Euronews: Slim Picking at KPN
In today's EMEA roundup: Latin American giant eyes $4.2B Dutch opportunity; Nokia responds to class action; India brings Telenor's Q1 down
KPN Telecom NV (NYSE: KPN), Nokia Corp. (NYSE: NOK) and Telenor Group (Nasdaq: TELN) help get the Euronews desk back to work in today's trawl of the EMEA headlines.
América Móvil S.A. de C.V. , the Latin American giant controlled by Carlos "The World's Richest Man" Slim, is hoping to increase its current 4.8 percent stake in Dutch incumbent KPN to something approaching 28 percent in a deal valued at US$4.2 billion, reports Reuters. (See KPN Lowers 2012 Profit Outlook and Not So Slim.)
Nokia has issued a tight-lipped response to the class action that was launched last week by some of its shareholders in the U.S., who claimed that the potential benefits of introducing Windows-based smartphones had been vastly overstated by the Finnish company. Nokia's statement says: "Nokia is reviewing the allegations contained in the complaint and believes that they are without merit." Game on. (See Lumia Software Bug Dims Nokia's US Hopes and Nokia Kills Symbian in the States.)
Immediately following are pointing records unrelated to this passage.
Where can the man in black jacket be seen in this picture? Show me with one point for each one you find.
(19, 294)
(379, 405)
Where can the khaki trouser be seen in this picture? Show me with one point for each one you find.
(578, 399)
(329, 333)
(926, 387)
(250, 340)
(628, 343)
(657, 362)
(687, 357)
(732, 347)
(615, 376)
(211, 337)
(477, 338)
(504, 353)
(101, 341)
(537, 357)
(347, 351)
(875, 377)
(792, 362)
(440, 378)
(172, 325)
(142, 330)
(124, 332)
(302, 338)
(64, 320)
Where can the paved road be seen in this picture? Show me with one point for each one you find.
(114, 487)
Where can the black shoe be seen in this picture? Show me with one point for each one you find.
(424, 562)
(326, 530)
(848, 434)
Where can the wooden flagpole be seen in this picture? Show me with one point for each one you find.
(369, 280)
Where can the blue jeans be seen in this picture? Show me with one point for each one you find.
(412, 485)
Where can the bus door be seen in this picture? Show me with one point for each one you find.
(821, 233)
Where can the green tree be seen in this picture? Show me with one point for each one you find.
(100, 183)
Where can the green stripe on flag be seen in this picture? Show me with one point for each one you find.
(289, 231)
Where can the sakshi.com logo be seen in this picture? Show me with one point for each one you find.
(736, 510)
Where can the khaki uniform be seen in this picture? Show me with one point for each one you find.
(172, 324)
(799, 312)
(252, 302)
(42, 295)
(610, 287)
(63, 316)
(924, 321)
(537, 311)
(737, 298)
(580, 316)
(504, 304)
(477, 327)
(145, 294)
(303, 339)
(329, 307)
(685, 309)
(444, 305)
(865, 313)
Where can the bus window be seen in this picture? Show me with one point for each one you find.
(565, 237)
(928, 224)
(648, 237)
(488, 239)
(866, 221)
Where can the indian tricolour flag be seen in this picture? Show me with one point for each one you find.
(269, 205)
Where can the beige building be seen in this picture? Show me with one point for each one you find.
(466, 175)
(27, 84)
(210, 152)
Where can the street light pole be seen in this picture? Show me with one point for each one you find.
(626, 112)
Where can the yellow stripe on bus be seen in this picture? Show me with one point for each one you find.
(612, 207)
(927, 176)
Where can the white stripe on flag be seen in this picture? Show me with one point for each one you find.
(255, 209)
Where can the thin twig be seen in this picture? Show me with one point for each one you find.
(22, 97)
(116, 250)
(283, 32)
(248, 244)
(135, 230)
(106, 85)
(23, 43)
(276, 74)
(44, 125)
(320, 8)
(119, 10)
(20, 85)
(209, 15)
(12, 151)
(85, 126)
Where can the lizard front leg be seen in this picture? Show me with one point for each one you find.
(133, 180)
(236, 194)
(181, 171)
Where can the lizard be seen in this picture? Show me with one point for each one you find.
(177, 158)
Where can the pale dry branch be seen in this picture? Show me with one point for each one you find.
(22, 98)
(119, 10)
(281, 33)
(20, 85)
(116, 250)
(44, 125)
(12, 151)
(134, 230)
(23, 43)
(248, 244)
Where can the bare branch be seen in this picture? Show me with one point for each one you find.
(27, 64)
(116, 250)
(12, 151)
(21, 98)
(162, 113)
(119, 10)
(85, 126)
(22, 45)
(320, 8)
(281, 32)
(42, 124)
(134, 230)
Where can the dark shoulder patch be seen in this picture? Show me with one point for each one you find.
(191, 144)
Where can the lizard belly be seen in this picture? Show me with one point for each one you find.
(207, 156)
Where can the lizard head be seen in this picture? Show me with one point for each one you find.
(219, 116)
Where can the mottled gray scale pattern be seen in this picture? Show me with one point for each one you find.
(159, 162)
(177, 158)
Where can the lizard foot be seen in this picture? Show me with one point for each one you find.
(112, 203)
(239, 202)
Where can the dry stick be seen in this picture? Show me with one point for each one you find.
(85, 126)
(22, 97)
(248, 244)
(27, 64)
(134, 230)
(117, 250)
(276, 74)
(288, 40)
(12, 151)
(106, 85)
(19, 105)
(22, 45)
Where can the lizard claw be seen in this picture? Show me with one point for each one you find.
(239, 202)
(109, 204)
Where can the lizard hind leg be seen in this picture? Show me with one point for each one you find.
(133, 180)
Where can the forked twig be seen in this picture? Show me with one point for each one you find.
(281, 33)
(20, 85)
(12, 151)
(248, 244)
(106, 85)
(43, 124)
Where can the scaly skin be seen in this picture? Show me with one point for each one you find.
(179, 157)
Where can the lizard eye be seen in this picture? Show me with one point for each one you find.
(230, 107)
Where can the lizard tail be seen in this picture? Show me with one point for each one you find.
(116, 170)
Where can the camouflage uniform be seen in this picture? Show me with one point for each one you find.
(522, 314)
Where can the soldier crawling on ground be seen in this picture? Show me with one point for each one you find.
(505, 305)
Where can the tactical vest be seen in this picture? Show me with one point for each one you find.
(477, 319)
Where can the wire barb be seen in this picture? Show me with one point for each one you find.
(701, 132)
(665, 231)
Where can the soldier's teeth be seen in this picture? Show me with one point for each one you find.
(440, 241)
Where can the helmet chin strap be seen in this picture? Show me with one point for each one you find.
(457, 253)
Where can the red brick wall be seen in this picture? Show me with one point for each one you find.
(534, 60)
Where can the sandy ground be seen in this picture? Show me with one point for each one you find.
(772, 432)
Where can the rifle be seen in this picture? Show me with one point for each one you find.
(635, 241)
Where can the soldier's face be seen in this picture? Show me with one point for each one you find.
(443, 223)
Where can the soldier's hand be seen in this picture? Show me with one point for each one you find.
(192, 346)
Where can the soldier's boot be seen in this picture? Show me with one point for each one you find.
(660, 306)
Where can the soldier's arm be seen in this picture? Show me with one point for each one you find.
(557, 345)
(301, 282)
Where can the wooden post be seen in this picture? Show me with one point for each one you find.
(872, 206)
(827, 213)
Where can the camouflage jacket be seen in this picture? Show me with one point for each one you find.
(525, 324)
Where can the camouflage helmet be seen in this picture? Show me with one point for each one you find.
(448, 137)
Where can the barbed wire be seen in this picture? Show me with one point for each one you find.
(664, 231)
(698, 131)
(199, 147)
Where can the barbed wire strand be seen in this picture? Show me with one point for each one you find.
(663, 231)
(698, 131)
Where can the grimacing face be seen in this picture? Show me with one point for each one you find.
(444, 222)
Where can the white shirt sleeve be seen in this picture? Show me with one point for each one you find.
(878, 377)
Nordic operator Telenor recorded a net first-quarter loss of 390 million Norwegian kroner ($67 million) following the write-off of its Indian unit, Uninor , which had its licenses cancelled in the aftermath of India's 2G spectrum auction scandal. (See Telenor Loses NOK 390M in Q1, Telenor Writes Down India Assets, IndiaWatch: Unitech Seeks $150 MN To Sell JV Stake and India's Regulator Wants 2G Licenses Revoked.)
Many top executives at BT Group plc (NYSE: BT; London: BTA) are preparing for a juicy payout later this month, as an incentive scheme introduced in 2009 bears fruit, reports the Daily Telegraph. The bonus pot is worth around £90 million ($145 million), according to the newspaper. (See Euronews: Sales Down, Profits Up at BT .)
First-quarter net income at Middle East operator Zain Group inched up 2 percent year-on-year to reach KWD 70.9 million ($255.1 million). However, the company warns that the political instability in Sudan and South Sudan will hamper its growth in the region during the rest of the year. (See Zain Posts KWD 71M Profit in Q1.)